'Remember me, but ah, forget my fate.' It is with these words that the queen of Carthage dies, in Henry Purcell's Dido and Aeneas. The Trojan hero has just left her in order to establish a new empire in the territory of Italy. Dido dies of a broken heart, but not before first singing one of the most iconic lamentos in the history of opera. The story from Virgil's Aeneis is told here by Purcell's librettist Nahum Tate, who gave free rein to his imagination. Thus, the love between the protagonists is not thwarted by the gods, but by a sorceress and her witches.
While there may have been some static on the line between Virgil and Tate, how intelligible are their heroes and gods for us today? Do they whisper to us from an irrevocable past, when women died of love and heroes wavered between heart and fatherland? And what can Purcell's opera in miniature – the origins of which have been lost to the sands of time – tell us today? Questions such as these inspired the Hungarian director David Marton to explore.

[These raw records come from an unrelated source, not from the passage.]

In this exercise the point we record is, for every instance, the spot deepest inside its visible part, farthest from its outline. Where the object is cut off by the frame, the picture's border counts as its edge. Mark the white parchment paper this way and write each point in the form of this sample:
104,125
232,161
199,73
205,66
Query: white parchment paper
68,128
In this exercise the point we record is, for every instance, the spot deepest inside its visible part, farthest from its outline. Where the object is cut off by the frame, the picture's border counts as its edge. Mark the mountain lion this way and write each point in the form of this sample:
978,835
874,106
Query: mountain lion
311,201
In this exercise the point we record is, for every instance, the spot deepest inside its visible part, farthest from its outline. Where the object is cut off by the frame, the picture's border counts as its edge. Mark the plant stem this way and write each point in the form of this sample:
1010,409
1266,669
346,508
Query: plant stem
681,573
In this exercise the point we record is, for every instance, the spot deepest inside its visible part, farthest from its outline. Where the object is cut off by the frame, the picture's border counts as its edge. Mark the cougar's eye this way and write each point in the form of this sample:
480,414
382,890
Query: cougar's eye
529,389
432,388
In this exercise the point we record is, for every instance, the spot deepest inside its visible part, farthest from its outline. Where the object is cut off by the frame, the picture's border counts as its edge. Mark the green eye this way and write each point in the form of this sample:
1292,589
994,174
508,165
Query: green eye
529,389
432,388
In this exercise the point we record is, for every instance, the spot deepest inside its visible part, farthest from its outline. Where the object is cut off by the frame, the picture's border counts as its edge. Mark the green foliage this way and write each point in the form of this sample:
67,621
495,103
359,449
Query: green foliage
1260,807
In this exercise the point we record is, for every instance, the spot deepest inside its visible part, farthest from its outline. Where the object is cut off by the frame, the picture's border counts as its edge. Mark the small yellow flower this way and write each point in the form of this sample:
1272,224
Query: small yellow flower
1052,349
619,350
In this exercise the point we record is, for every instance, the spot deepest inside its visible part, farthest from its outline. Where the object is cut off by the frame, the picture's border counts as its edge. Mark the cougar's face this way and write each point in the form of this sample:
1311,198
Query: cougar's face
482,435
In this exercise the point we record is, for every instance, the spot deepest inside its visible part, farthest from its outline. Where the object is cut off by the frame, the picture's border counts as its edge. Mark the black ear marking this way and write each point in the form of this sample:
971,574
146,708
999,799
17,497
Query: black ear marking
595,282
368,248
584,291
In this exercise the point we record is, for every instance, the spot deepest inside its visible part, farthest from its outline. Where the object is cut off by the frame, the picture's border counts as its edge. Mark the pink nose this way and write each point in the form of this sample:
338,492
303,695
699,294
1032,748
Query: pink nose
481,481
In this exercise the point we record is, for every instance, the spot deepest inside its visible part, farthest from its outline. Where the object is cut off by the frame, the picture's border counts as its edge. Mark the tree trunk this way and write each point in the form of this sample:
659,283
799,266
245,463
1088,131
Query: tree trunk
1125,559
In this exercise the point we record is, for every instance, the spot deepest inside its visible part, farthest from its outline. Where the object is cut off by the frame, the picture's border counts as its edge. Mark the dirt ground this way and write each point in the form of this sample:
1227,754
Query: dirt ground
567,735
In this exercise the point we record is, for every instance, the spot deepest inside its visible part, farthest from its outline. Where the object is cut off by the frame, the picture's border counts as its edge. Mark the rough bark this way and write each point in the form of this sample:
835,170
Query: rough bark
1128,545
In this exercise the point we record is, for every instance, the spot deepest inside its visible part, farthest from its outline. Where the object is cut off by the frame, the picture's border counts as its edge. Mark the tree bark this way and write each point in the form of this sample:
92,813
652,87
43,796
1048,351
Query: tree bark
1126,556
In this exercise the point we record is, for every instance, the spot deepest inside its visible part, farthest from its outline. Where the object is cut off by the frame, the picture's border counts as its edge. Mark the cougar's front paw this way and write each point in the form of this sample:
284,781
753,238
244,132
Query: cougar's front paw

Dido and Aeneas analyses our relationship with time. Together with B'Rock Orchestra and a colourful cast of singers and actors, Marton traces the roots of a centuries-old story, and adds a new chapter. Purcell's score is performed along with spoken lines taken from Virgil, while new music by composer-guitarist Kalle Kalima builds a bridge between the 17th and 21st centuries. Now and then, vocal artist Erika Stucky intervenes as an agent provocateur. The tectonic plates that make up this production collide and give rise to a new landscape in which time stands still. In the process, a universal bedrock of humanity is effortlessly exposed.